Math Anxiety/Trauma: This is a widespread phenomenon. Many adults and teachers have had bad experiences with the subject of math. Math anxiety is created from painful memories of timed tests, monotony, abstract ideas, endless wrong answers, and the absence of relevance. Most of us have heard someone say, “I am just not a math person.” Boaler is aghast that this deplorable comment is widely accepted as normal and has set out to refute it. Math, in her view, should not cause students to wonder why they are learning it. Math is a dynamic, exciting and relevant subject. She challenges the focus on speed and correct answers in math. She offers failure and mistakes as beautiful teachers. Boaler says she meets adult after adult who look back and are able to identify the message or experience that shaped their negative math self-perception, often tearfully. These same adults are able change their mind about their math ability and become eager to teach developing students that they are innately capable of math.

Setting the math world afire with data

In one case, Boaler documented 1.6 years of growth in schooling after only 18 lessons. She spoke of the power of finger perception (and using fingers to count), being a skeptic, questioning everything, adding depth, and multiplicity of ideas and solutions to math.

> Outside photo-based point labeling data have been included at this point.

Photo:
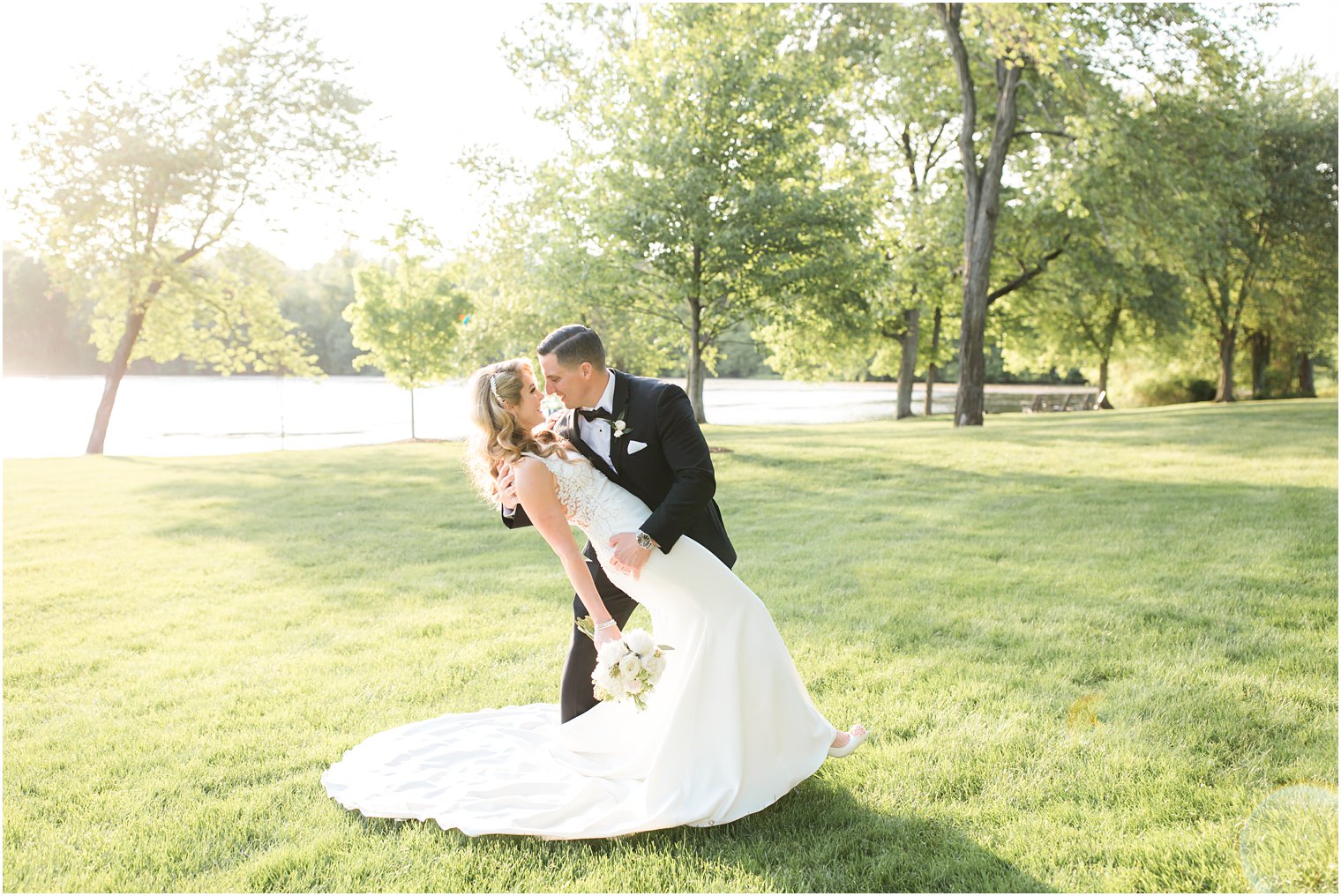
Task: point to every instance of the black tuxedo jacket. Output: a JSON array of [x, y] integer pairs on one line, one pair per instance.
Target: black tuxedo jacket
[[672, 475]]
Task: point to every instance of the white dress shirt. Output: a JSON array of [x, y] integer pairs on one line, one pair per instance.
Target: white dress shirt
[[596, 434]]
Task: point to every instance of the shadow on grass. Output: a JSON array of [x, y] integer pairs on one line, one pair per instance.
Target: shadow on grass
[[818, 839]]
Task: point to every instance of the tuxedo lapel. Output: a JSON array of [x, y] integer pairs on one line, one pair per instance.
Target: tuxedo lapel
[[574, 435], [620, 408]]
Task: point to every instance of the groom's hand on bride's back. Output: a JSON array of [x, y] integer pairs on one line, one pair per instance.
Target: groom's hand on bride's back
[[507, 487]]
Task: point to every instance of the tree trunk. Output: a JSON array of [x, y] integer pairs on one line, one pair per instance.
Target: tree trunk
[[931, 365], [120, 361], [1225, 388], [1307, 376], [693, 381], [907, 363], [1103, 385], [1260, 344], [695, 378], [982, 195]]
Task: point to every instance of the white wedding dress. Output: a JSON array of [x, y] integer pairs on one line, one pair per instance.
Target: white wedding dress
[[729, 730]]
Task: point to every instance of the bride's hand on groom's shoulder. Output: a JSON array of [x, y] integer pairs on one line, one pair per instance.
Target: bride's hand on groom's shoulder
[[605, 636], [507, 486]]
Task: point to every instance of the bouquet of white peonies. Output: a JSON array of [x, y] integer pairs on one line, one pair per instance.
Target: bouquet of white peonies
[[629, 668]]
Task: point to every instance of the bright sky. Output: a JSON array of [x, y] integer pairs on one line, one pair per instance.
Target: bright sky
[[432, 69]]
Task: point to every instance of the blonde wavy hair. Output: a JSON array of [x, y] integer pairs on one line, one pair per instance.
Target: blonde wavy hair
[[499, 437]]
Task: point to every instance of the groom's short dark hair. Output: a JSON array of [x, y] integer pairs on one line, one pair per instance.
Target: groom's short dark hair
[[573, 345]]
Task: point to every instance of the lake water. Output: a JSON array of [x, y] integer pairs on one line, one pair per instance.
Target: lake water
[[187, 416]]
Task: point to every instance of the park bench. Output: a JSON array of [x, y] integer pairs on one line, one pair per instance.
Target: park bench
[[1069, 401]]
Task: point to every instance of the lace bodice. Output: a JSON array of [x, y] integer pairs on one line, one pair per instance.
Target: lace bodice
[[595, 504]]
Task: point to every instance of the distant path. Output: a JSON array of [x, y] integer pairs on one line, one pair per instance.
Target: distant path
[[187, 416]]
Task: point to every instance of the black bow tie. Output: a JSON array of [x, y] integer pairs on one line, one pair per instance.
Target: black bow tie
[[596, 414]]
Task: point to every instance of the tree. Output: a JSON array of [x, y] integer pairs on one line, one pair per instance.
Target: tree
[[133, 188], [407, 317], [1064, 54], [698, 168], [1254, 221], [1292, 313], [900, 101]]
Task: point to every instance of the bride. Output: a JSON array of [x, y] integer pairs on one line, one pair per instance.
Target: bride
[[729, 730]]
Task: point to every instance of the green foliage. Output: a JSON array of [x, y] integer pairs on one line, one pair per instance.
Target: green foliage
[[43, 332], [315, 301], [1088, 648], [699, 190], [136, 187], [221, 313], [407, 316]]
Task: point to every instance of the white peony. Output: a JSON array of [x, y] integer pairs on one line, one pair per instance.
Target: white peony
[[629, 666], [611, 652], [640, 641]]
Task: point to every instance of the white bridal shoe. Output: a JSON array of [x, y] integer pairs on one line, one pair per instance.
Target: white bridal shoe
[[855, 741]]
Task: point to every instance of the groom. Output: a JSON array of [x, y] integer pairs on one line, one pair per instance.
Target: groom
[[641, 435]]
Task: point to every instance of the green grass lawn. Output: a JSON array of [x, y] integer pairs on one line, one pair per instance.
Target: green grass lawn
[[1090, 646]]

Boaler sees math as a visual skill and wants students to see themselves as investigators. She asks that children explore before they are taught content. In film clip after film clip, the teachers watched children light up and get excited about math. Everything Dr. Boaler presented was beautifully backed up by powerful data and research. Her website,, is loaded with information, education, and inspiration. NapaLearns is equally on fire with follow up support, education, and ideas for Napa County teachers.

A powerful new mindset

There is no question everyone left this seminar inspired to change, engage, and empower the youth of Napa to be confident in their math ability. The teachers of Napa left Jo Boaler and this game-changing day with new eyes: seeing each of their students, and perhaps themselves, as humans completely capable of developing a brilliant math mind. This powerful mindset being taken into schools this fall will be the foundation for amplifying the success of every math student in Napa County.